The Ninth Circuit decision supports the argument that federal agencies cannot indiscriminately use the “sue and settle” strategy involving sweetheart lawsuits as a means to make substantive policy changes without going through rulemaking procedures. Even if a suit is not prearranged and an agency finds itself faced with an adverse court decision, it cannot solve its problem by agreeing to capitulate to the plaintiff if the demanded consent decree terms permanently and substantially change an agency rule. The Ninth Circuit decision has accomplished in small part what Congress is currently considering in the Sunshine for Regulatory Decrees and Settlements Act of 2013.

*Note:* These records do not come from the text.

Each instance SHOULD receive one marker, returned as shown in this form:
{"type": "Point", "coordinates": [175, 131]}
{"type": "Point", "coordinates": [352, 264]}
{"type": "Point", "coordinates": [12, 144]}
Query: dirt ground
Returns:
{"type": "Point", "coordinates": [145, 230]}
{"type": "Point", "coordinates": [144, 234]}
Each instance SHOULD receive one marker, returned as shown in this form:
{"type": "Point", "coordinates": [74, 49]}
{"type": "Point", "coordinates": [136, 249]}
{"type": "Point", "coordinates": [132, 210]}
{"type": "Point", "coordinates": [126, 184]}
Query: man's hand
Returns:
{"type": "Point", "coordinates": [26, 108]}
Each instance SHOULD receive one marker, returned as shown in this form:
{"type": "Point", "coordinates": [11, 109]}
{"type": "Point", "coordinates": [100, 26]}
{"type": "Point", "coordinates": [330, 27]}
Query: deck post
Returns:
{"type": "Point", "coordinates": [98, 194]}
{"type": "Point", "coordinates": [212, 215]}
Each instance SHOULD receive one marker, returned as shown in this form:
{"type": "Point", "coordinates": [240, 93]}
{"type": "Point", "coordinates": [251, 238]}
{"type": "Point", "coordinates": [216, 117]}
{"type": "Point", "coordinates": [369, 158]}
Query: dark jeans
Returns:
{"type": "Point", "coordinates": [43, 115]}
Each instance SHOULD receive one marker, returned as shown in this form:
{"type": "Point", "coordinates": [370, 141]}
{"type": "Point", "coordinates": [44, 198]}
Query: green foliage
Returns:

In the case of federal land managing agencies, the decision also means that the agencies and a plaintiff cannot make a deal through a consent decree to change the terms of a Forest Service forest plan or a BLM resource management plan. This does not mean the agencies are powerless to enter into a consent decree that involves changing a management plan. A consent decree that proposes rather than adopts a substantive change to a management plan would be legally sound. A consent decree is valid if it requires an agency to pursue a proposed change to the management plan through required plan amendment procedures or a proposed rule change following statutorily required rule making procedures. For example, a consent decree in which an agency agrees to consider an alternative to amend the management plan to prevent ground-disturbing activities on steep slopes as an alternative in an EIS circulated for public comment would be consistent with the Conservation Northwest decision. However, the consent decree would run afoul with Conservation Northwest if the decree committed the agency to prevent ground-disturbing activities on steep slopes under the terms of the decree. Likewise, a consent decree in which an agency agrees to consider modifying a rule through notice and comment procedures under the Administrative Procedure Act would likely survive attack, while a decree that makes a permanent rule change would not.
The Conservation Northwest decision will also provide a basis to challenge an agency’s de facto amendment to management plans through internal administrative action without following procedures for public input. Agencies are often tempted to abandon (or revise) provisions of their management plans internally in response to new information or changed thinking about resource management to avoid cumbersome plan amendment and public participation procedures, particularly with resource management plans that have been in place for a decade or more. For example, an agency decision to expand restrictions on the location or type of grazing, timber harvest, or oil and gas leasing areas beyond the provisions of a management plan is not uncommon. However, the Conservation Northwest decision will make these internal agency changes more vulnerable to challenge in the future.